Nun hat man sich mit der Cactus genannten Modellvariante des C4 wieder auf die traditionellen Werte besonnen. Das Auto ist auf den ersten Blick einfach gestrickt, bietet aber viel Technik und Innovation. Und, es fährt sich ganz hervorragend. Für die ersten Fahrten stand der stärkste Cactus zur Verfügung, welcher bei den Händlern in der Schweiz allerdings erst ab November dieses Jahres erhältlich ist. Also, 110 PS aus einem Dreizylinder-Benziner mit Turbolader. Der 1200er-Motor generiert 205 Nm ab 1500 Umdrehungen und ist an ein manuelles Fünfganggetriebe gekoppelt. Ja, nur fünf Gänge – und das reicht auch. Das reicht auch, weil das Gewicht des knapp über vier Meter langen Franzosen (L×B×H: 416×173×153 cm) sehr gering ist. 1040 kg nennt Citroën als Mindestgewicht für die von uns gefahrene Version. Das ist: sensationell. Und das bemerkt man auf jedem Meter. Das Auto lässt sich spielerisch bewegen, man verfällt an Bord des Citroën nie in Hektik. Alles geht leicht, locker – eine richtige Entspannung. Nicht zuletzt auch wegen der – für heutige Designverhältnisse – grossen Fensterflächen.

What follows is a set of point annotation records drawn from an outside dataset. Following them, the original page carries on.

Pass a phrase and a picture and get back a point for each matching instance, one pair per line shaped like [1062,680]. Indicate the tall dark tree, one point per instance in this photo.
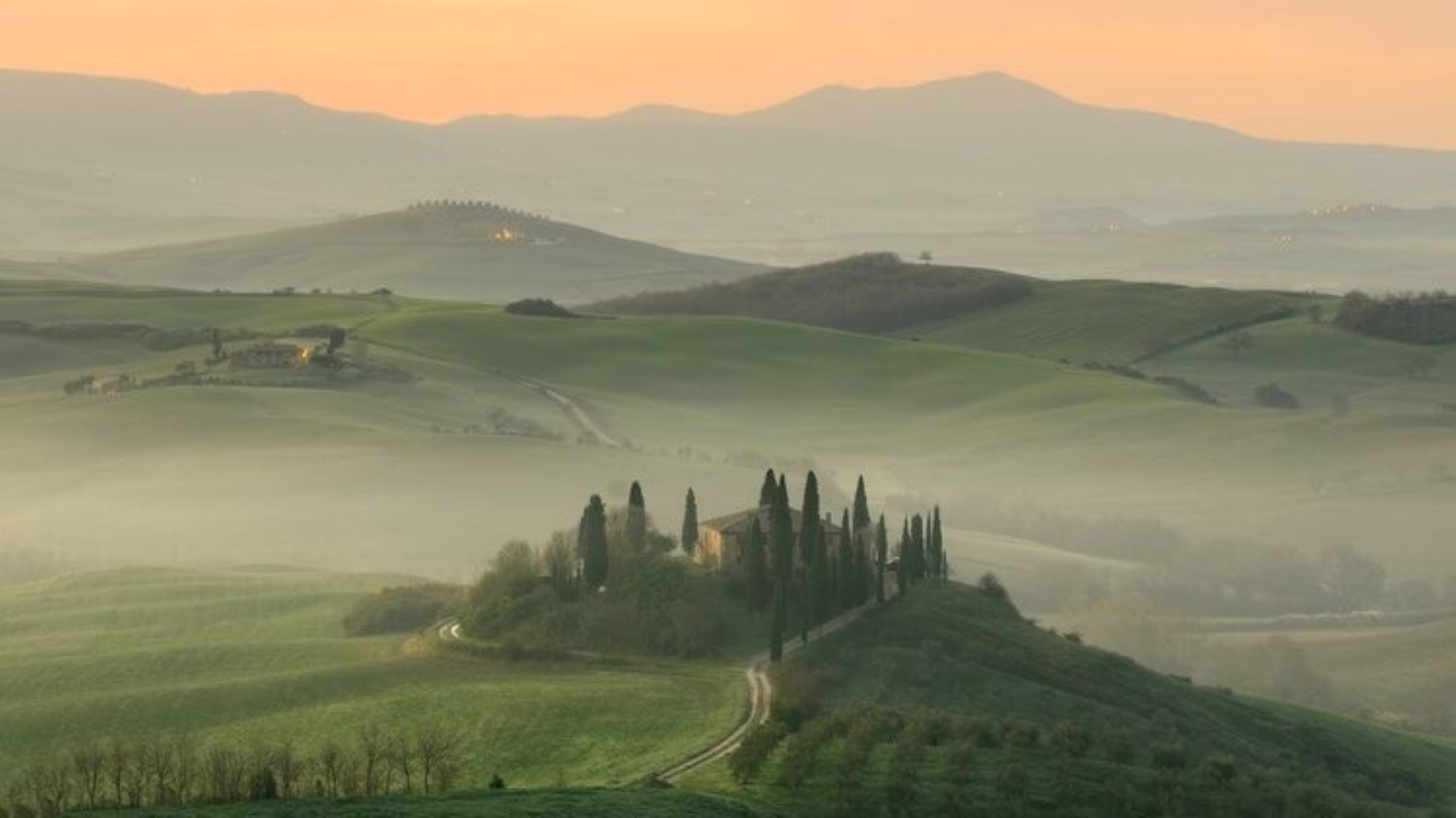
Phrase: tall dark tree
[811,526]
[861,520]
[821,584]
[918,547]
[759,584]
[637,520]
[691,523]
[906,558]
[938,546]
[781,553]
[770,490]
[808,596]
[849,578]
[593,544]
[881,559]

Man sieht, wohin man fährt, dazu kommen die nicht zu leichtgängige Lenkung, das gute Ansprechverhalten des Benziners und die einfache Bedienung. Einfach zumindest für all jene, die mit einem Smartphone umzugehen wissen. Denn durch den grösstmöglichen Verzicht auf Schalter und Knöpfe muss man sich schon wieselflink durch die verschiedenen Ebenen der Menüs «klicken», um ans Ziel zu kommen. Doch wie gesagt, wer sein Smartphone bedienen kann, hat mit dem Citroën nicht die geringste Mühe. Lob gibts auch fürs Fahrwerk. Sportlichkeit stand zwar wohl als letzte Priorität auf der Liste der Fahrwerksingenieure. Trotzdem ist der C4 Cactus alles andre als eine Schaukel. Der Wagen fährt sehr komfortabel, verfügt über genügend lange Federwege und lässt sich dennoch präzis bewegen. Und weil der Franzose kein Renntriebwerk mit über 200 PS hat, ist auch die Traktion nie ein Problem. Selbst bei feuchter Fahrbahn und eingeschlagenen Vorderrädern gibt sich der C4 keine Blösse.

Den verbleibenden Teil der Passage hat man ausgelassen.